Bayview:I don't reckon so TC.

Especially right now with the financial climate we are in.

Aaaaah, so many things, so many perceptions...

Picture the farmer with land a potential to yield the good crops that his neighbor is getting..BUT for whatever reason ...he doesn't outlay the inputs necessary, maybe one is direct drilling, the other a set believer in fallowing, is it not capable for the farmer with the different practices, excellence in farming techniques, mindset...to buy out that other farmer and lift the return?

Maybe for some AND depending upon the DEAL within that regional town/city 6% is okay, if it's relatively close to the cbd, if it is nearby schools, recreation facilities, is a nice place....some investors maybe happy with that, for when growth comes to town they possibly maybe sitting pretty.

I invest in a regional city as a friend does. He is a lot older, more streetwise, better with figures than me..he has lived in this city ALL his life, he thinks he knows inside out.:)

He is a multi millionaire.

He has achieved this through a mixture of business and property investing, he likes to think he has the finger on the pulse, knows who is up what kinda guy. I adore him.

However, in this same city he is buying IP's with the 6% returns, 7 and a bit of created 8% returns...you know, adding value reno boys style. (This guy is a handy builder).

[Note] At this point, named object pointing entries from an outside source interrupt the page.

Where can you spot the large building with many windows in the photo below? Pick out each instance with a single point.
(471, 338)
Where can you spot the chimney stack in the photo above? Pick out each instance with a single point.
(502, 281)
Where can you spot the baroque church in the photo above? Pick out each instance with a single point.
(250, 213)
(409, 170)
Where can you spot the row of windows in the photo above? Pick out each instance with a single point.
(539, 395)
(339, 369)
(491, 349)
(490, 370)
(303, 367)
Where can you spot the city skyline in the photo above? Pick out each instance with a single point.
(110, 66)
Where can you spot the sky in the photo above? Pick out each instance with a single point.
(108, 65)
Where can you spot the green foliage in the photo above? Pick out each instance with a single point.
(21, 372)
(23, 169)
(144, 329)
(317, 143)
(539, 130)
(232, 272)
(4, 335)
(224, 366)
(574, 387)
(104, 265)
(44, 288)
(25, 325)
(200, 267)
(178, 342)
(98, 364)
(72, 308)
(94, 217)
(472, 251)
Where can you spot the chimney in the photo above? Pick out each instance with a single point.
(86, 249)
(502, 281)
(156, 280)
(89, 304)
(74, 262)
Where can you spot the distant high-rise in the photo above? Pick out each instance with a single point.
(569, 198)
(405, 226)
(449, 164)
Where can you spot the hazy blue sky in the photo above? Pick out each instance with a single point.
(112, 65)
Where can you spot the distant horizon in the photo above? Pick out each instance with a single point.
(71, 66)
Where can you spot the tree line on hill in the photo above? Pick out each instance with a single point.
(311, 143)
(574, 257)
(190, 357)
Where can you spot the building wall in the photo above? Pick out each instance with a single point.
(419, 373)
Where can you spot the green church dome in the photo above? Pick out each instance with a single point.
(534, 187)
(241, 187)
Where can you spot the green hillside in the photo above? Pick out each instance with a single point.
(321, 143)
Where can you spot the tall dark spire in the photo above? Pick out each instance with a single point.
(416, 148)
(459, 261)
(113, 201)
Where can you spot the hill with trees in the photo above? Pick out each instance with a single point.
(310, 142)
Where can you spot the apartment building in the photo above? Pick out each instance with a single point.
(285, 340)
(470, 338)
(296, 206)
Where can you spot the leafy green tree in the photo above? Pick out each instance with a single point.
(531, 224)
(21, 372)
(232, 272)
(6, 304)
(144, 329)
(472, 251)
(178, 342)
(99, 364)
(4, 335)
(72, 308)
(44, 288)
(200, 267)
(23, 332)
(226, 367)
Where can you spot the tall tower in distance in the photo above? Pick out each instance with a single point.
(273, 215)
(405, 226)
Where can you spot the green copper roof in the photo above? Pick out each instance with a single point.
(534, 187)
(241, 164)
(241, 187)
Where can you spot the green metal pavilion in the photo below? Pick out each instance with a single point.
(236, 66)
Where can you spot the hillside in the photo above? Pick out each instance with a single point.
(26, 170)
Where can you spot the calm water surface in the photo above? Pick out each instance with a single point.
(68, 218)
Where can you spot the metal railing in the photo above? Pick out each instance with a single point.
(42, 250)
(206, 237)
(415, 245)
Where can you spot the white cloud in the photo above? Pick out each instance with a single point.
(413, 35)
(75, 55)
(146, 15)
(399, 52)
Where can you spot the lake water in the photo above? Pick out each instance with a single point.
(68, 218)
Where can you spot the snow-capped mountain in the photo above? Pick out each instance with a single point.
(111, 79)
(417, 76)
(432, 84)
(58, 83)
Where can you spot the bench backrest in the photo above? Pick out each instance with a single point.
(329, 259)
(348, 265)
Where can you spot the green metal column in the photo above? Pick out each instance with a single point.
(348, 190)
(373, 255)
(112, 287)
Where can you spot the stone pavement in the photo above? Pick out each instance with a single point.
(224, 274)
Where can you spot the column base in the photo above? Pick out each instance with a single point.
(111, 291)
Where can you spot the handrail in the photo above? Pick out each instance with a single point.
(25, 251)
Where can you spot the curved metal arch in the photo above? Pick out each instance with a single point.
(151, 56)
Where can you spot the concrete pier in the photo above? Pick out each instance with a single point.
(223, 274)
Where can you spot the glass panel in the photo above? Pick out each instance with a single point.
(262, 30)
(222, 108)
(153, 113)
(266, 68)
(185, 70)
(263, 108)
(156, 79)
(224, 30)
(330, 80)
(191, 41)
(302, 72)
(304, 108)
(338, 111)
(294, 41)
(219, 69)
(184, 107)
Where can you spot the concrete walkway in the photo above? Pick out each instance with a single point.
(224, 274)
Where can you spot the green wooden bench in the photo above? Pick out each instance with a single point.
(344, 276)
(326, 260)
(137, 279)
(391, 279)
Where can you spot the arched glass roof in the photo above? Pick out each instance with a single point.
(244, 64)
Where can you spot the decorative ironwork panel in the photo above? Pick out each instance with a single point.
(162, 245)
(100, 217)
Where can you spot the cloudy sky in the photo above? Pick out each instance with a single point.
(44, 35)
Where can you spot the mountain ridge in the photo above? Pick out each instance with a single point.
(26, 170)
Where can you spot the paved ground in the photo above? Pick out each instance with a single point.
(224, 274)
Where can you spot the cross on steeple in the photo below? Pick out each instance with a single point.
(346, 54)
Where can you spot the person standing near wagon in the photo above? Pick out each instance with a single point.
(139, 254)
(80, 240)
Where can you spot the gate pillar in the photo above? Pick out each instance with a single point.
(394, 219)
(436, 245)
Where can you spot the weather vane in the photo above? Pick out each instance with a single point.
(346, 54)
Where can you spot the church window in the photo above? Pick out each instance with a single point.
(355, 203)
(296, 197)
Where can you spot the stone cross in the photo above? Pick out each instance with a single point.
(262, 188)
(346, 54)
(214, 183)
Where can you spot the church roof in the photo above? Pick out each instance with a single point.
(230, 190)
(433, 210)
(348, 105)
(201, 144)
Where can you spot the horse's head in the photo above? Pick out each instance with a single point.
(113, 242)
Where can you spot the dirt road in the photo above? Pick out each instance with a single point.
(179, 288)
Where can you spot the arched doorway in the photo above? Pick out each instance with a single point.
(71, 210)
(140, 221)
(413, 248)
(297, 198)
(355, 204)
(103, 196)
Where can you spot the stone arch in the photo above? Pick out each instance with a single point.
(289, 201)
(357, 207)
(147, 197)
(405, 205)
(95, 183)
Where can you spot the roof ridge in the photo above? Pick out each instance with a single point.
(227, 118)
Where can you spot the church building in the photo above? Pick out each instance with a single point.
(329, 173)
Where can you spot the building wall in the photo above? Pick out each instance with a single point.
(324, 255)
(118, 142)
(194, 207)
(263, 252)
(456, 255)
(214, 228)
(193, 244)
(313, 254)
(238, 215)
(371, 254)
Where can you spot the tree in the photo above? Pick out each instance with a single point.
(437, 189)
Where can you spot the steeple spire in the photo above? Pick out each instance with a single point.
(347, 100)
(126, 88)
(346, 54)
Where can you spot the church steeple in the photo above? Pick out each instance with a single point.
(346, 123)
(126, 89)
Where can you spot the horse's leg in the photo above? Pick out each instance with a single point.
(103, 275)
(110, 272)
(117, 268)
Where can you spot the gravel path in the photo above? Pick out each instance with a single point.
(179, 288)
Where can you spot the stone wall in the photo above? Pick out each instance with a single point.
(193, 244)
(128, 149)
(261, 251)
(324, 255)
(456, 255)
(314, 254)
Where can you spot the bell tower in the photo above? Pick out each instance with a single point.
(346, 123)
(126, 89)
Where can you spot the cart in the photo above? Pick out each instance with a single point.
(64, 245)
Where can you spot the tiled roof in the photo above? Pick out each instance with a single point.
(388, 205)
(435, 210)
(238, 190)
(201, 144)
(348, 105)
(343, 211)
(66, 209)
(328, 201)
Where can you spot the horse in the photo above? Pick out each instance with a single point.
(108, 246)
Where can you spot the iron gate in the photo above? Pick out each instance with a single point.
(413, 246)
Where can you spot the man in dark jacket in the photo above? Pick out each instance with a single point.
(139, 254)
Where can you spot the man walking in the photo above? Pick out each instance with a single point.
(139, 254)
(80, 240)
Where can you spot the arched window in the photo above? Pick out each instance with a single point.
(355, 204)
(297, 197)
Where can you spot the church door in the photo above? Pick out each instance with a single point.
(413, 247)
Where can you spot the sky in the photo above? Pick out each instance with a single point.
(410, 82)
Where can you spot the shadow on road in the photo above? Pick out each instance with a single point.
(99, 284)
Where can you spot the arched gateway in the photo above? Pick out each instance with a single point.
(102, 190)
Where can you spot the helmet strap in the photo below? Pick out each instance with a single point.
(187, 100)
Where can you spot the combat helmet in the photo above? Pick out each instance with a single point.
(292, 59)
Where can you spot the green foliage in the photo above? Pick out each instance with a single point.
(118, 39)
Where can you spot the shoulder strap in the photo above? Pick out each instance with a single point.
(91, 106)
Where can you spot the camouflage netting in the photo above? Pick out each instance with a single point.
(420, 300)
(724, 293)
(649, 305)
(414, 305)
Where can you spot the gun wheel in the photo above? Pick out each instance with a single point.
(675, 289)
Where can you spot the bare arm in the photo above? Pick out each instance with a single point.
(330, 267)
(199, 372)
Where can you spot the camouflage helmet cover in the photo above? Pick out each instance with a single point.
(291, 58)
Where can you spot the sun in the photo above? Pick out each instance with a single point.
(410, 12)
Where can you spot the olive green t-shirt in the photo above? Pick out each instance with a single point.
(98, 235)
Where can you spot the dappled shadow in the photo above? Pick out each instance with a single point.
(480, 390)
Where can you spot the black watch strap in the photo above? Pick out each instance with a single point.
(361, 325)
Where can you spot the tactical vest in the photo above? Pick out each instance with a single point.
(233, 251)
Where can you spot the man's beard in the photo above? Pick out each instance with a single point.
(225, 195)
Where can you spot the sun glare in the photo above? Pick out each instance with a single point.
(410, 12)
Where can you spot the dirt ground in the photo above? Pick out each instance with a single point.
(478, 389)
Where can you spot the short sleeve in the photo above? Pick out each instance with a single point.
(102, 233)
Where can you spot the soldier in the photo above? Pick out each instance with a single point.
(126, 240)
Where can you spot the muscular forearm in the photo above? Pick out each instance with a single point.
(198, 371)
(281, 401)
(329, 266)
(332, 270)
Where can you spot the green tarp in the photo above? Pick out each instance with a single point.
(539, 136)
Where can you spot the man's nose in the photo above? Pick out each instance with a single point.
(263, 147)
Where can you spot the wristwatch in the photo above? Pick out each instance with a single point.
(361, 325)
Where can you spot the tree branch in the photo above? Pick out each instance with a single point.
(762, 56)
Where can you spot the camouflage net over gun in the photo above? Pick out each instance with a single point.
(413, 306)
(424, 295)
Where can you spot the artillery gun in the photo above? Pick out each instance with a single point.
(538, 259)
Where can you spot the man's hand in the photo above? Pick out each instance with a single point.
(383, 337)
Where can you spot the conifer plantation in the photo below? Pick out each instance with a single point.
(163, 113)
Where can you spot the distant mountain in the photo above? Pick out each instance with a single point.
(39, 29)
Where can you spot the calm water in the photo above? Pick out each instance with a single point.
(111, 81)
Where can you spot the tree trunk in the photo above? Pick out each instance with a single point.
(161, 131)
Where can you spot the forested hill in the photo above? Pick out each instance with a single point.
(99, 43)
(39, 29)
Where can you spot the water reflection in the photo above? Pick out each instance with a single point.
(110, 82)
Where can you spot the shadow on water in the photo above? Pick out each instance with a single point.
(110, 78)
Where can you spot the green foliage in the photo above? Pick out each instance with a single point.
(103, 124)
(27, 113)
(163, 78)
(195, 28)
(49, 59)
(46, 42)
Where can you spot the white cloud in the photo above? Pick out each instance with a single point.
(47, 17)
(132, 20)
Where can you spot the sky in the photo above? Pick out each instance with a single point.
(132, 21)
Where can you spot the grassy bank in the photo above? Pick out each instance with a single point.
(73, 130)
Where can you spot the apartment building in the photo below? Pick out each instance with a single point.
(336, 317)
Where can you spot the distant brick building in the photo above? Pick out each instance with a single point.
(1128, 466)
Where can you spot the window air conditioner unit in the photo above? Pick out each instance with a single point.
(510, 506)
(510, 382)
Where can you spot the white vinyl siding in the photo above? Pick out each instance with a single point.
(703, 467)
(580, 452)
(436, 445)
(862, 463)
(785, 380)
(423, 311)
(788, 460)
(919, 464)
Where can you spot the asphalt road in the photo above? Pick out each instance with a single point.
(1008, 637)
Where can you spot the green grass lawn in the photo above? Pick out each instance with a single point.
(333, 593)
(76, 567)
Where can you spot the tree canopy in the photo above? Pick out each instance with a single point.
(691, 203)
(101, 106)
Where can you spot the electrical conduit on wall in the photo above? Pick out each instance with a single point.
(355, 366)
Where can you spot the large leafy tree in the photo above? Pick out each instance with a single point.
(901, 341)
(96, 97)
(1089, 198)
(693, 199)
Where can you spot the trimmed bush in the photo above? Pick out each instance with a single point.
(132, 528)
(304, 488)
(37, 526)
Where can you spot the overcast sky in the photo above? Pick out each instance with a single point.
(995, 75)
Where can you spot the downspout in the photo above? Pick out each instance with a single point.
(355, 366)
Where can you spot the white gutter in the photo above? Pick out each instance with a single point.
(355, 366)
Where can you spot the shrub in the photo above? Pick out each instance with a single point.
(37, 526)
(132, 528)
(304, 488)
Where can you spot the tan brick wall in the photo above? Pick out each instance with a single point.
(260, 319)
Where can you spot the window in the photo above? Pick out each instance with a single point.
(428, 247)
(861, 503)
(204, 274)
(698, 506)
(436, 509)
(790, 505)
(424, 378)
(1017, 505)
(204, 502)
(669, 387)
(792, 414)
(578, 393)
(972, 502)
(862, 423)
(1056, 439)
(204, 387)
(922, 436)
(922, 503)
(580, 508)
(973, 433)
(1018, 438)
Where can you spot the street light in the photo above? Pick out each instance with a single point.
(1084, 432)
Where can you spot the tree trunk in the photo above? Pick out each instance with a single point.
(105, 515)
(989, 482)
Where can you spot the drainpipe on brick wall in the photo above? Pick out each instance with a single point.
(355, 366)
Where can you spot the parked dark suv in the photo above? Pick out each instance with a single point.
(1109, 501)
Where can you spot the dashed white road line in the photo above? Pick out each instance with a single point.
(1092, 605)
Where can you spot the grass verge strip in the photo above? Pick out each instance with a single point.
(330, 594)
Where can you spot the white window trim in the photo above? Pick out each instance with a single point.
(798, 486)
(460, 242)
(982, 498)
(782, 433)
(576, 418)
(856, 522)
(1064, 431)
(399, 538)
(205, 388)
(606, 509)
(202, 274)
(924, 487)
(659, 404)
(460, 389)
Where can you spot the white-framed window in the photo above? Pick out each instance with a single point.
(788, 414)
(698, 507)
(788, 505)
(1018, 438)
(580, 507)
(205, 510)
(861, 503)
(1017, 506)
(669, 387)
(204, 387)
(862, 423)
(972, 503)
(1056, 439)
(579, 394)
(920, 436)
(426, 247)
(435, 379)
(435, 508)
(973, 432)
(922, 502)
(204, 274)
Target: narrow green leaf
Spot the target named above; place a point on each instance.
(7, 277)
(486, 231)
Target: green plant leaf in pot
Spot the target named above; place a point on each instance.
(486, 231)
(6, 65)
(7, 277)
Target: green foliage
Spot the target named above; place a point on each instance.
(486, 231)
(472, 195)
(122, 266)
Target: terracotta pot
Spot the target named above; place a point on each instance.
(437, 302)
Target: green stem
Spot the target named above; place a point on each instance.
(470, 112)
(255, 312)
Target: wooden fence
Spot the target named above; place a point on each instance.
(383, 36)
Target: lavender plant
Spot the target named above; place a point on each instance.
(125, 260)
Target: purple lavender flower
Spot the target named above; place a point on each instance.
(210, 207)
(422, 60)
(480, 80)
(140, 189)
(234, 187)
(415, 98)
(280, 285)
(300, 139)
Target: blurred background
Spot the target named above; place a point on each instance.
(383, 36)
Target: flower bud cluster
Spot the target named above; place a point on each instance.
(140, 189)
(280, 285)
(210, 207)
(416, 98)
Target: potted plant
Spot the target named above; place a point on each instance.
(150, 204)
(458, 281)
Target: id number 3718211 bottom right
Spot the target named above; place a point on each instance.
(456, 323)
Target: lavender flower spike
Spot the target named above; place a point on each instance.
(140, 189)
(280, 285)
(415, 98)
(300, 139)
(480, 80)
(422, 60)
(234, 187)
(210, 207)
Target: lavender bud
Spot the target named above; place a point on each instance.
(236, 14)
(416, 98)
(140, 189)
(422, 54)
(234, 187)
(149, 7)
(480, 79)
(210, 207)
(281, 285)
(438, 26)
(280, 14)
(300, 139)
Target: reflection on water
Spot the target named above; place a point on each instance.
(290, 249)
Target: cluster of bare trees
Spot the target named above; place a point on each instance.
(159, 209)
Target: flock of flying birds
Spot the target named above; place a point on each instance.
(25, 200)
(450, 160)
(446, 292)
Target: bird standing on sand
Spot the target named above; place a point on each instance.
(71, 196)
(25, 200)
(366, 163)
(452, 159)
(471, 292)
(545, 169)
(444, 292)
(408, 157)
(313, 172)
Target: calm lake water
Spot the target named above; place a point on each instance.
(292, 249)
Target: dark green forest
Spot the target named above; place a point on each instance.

I am investing in the same place and getting up to50% (some more:)) off advertised selling prices ....adding value, (not at great cost, most I can do myself-handy little country sheila I am;)) and getting returns of 14% and upward.

I have him a little puzzled and he also is in a little awe....he now asks me if any of these deals come up and I'm not interested would I handball them on...

Thing is they are right under his nose, he doesn't need me to be handballing anything...we are both successfully investing in a regional city and doing it very different, with completely different mindsets and applications of opportunitism and creativity.

What I am learning about investing in property is that there are the straight up vanilla investors, maybe then strawberry, then some that like a blend of everything in, then those that don't do icecream it's only gelati..

It can be anything you want, anywhere you want...how you think and approach and create will (likely) affect outcomes...an then there is/are opportunists...;)

Financial climates for some of us are....ummm, opportunity?